How to Cope with Bad Reviews

ImageBad reviews tend to bother new writers more than they do old hands.

When that first stinker slams through the shiny wall of good reviews, fledgling writers tend to get down in the dumps. Some reach for the bottle. Others threaten never to write again.

The truth is that hardly anyone escapes mean-spirited, opinionated and downright nasty reviews. They seem to come out of left field when least expected. What’s worse, they appear to get things wrong — to be fundamentally unfair to the work.

My advice to writers feeling this pain is to determine whether the review is pointing to something that needs fixing, or whether it is skewered and willfully misleading.

This is no easy task.
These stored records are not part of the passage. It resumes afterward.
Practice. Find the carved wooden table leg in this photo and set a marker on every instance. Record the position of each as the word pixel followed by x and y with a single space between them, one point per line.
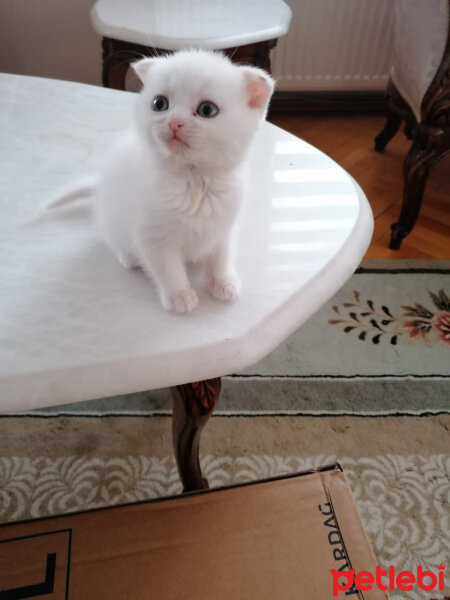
pixel 193 404
pixel 423 154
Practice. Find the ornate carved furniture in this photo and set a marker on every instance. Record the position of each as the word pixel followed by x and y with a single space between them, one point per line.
pixel 75 325
pixel 246 31
pixel 419 95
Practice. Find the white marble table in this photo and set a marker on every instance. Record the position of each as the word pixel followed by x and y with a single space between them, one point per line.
pixel 75 325
pixel 246 31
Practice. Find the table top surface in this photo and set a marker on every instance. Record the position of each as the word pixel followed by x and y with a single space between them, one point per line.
pixel 75 325
pixel 176 24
One needs to take a step back and calmly and objectively analyse the review. Once you have extracted the truth, record useful comments down in a notebook under a heading such as Things That Need Improving — for example: tighter control of theme, more authentic characters, a more distinctive voice, and what not.

Throw the reviews that are intended to crush your spirit into the trashcan where they belong, but be careful not to mistake those with an overly defensive, head-in-the-sand attitude. It takes courage, determination and a steady hand to fish out the nuggets of truth that may be lurking under the sea of negative comments.

Remind yourself that even the most popular and respected authors have garnered bad reviews.

I’ve recently reread Paul Harding’s exquisite 2010 Pulitzer winning novel, Tinkers, and was surprised to find it had garnered a high ratio of 1 and 2 star reviews on Amazon. Although not everyone’s cup of tea, the novel is one of the most emotive evocations of old age, the act of dying, and memory I have ever read. It is the sort of writing that stays with one forever.

Writers should take strength from that: If a Pulitzer winning novel of such power and magnitude has so many detractors, who are we to moan about ours?

Summary

Salvage what is useful from a bad review and discard the rest.